Je soupire en passant une main sur mon visage las.

- C'est Eden. Elle m'a parlé tous les jours pendant des mois. Pour se soigner mutuellement, nous sommes dans la même chambre. Presque personne ne le sait. C'est une très longue histoire. Arrête de la regarder ok, c'est pas ton style.

Il recule, faussement coupable. Il a un sourire de triomphe, comme s'il avait obtenu ce qu'il voulait.

- C'est pas peut-être pas mon style mais c'est pas le tien non plus, mon vieux. Elle est chasse-gardée, c'est ça ? Ahah, je m'y attendais pas à ça.

Je décide de parler d'autres choses. 

- Spencer s'il te plait, reste sérieux. Je pourrais aller mieux et toi ?

- Y a un truc qui va pas.

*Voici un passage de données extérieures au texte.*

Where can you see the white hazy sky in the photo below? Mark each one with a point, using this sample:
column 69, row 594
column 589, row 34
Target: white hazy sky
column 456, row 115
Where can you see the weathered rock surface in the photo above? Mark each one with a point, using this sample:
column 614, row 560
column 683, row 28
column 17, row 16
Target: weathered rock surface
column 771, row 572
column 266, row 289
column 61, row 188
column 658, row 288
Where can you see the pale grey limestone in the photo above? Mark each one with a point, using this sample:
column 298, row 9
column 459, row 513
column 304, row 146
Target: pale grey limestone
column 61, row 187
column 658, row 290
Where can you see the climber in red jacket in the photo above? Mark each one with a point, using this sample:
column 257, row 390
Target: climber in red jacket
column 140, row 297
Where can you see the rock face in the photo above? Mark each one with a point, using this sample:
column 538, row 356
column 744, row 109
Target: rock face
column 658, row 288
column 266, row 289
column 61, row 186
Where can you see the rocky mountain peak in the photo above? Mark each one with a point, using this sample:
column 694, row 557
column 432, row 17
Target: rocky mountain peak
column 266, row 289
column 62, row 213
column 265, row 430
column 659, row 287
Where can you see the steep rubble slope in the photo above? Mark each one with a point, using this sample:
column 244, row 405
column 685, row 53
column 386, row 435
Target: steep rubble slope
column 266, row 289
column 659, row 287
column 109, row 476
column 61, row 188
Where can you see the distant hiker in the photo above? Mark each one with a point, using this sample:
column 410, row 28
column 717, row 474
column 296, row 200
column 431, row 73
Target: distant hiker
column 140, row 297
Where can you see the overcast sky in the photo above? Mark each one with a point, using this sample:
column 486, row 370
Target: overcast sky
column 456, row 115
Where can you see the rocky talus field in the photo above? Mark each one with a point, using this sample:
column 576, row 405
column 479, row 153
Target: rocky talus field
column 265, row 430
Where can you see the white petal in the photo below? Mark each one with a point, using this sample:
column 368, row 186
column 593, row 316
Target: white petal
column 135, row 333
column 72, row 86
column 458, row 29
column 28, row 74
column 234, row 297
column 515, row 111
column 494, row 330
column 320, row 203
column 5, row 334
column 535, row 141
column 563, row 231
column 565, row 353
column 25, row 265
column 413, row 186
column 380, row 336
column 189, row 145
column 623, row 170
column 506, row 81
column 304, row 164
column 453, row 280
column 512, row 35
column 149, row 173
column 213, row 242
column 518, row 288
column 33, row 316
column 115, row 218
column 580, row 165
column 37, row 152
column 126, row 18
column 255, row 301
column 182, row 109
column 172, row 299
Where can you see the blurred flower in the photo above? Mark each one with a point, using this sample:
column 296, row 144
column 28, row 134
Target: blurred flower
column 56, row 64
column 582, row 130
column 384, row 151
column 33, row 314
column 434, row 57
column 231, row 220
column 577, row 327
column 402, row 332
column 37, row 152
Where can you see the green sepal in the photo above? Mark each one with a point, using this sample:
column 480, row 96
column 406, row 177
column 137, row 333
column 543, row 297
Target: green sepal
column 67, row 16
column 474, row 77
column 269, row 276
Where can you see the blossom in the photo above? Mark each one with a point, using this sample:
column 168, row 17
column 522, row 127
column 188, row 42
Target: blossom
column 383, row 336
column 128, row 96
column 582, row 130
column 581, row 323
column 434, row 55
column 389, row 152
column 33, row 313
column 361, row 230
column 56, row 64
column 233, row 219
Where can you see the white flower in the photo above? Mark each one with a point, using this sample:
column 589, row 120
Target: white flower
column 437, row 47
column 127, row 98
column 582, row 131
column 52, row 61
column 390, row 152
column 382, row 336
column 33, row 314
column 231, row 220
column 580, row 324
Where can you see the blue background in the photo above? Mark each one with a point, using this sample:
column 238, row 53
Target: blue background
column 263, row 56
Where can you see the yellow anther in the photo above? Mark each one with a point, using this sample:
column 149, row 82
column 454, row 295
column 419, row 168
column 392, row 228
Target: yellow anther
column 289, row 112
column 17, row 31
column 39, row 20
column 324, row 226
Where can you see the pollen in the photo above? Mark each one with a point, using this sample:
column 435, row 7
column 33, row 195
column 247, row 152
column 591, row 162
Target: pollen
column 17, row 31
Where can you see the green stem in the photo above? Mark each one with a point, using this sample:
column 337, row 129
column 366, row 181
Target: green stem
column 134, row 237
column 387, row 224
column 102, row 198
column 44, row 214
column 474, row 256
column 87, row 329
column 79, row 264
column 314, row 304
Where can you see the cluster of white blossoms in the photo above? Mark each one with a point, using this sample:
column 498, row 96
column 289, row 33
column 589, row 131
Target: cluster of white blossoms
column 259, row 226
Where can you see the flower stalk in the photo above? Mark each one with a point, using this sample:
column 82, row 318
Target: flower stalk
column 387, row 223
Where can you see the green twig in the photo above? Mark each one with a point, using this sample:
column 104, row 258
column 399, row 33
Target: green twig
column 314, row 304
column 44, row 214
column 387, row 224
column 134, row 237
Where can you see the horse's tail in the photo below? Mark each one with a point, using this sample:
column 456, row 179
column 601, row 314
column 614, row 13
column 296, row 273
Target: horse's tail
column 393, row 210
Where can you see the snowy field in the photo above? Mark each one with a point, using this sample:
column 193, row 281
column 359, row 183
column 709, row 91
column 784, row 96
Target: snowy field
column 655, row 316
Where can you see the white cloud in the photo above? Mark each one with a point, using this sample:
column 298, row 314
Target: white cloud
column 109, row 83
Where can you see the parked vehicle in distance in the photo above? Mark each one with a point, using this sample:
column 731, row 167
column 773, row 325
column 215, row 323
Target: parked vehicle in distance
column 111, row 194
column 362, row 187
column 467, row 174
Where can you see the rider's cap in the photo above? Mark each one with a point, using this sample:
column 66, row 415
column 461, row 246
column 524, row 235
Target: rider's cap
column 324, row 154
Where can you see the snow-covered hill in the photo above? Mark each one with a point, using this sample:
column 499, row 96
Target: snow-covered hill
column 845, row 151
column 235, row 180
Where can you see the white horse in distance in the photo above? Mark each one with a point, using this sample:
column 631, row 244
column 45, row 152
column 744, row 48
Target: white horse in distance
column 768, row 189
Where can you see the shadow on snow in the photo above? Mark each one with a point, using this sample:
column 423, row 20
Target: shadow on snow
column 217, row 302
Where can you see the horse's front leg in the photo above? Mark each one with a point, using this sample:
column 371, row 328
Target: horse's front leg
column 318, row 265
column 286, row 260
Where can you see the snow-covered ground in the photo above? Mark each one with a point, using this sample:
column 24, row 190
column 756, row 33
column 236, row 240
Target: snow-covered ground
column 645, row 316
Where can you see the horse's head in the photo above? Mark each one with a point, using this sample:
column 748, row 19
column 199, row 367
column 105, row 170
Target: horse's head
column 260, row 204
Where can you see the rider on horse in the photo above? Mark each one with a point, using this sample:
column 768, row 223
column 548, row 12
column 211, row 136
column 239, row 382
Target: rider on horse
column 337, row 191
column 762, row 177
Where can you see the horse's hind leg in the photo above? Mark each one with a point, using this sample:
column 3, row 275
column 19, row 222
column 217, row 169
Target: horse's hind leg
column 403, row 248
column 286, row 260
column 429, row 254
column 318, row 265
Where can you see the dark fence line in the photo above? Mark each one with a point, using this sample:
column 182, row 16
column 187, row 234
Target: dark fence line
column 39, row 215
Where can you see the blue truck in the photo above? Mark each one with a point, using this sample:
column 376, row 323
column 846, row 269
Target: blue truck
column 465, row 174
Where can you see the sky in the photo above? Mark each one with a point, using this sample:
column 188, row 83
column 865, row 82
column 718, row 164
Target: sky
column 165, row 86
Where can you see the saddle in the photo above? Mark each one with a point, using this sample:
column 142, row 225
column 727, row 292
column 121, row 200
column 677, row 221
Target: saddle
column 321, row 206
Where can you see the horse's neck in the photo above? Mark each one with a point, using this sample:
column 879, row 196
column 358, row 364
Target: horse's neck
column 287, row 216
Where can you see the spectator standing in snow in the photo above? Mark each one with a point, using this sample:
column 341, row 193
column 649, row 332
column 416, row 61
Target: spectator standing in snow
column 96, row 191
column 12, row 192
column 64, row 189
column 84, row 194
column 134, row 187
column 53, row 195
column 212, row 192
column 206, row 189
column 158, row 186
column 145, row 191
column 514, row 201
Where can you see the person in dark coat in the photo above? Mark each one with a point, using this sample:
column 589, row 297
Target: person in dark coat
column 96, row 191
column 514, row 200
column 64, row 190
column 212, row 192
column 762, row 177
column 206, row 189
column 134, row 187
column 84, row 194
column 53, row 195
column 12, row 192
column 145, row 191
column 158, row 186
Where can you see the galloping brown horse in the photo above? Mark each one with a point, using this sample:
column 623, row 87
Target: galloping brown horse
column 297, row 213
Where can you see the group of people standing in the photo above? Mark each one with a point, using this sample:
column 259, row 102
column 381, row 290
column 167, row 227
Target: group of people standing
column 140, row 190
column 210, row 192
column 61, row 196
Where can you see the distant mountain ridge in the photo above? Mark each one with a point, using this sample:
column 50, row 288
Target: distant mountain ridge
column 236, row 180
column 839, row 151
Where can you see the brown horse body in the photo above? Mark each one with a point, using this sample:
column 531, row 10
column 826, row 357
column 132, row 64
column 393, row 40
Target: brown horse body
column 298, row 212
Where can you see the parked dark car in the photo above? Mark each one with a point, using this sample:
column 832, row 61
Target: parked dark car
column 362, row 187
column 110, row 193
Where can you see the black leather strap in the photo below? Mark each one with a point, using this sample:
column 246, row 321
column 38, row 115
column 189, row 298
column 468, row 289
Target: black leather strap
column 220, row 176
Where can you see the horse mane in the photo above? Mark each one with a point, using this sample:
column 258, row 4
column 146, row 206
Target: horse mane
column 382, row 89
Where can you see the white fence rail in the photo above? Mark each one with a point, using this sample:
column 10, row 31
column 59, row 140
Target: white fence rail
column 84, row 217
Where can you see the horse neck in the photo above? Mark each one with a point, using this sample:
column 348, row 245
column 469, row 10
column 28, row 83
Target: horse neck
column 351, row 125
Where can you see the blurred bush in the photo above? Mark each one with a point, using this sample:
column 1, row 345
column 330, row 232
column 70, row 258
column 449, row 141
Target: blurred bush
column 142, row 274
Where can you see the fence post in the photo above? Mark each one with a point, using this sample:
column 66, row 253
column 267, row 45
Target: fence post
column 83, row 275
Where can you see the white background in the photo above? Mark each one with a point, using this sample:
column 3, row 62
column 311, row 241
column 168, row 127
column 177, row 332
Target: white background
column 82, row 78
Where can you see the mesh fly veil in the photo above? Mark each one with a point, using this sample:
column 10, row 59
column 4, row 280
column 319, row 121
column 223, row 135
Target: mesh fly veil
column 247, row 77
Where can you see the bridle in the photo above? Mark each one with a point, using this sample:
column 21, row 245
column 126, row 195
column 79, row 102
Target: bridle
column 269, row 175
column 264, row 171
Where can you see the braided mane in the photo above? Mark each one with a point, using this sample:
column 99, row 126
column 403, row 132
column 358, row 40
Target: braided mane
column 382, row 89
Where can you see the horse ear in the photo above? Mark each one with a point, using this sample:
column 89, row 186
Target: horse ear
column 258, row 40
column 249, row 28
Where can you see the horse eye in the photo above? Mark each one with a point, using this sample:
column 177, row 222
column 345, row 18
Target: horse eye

Raconte.

On avait 7 mois quand on s'est rencontrés à la crèche tous les deux. Depuis, on est amis. On a fait la natation ensemble, tous les championnats.

- Tu es venu me voir pendant mon coma ?

Son expression se fige. Je croise les bras sur mon torse.

- Oui au début, répond-il et il parait de plus en plus mal à l'aise. Je ne suis pas beaucoup venu par la suite. Je sais Kiéran, c'est horrible. Si j'avais été dans le même état que toi, tu serais venu tous les jours toi. Sauf que j'avais ma vie. Mes études à continuer. Je pense que tu peux le comprendre, non ?

Je suis encore fâché mais je reconnais qu'il a raison. Il a sa vie. Et c'est vrai, je serais tout le temps venu le voir. Il est comme mon frère. On abandonne pas quelqu'un de sa famille.

- Tu m'en veux à ce point ?

Il a l'air blessé par mon manque de réaction. Je hoche la tête.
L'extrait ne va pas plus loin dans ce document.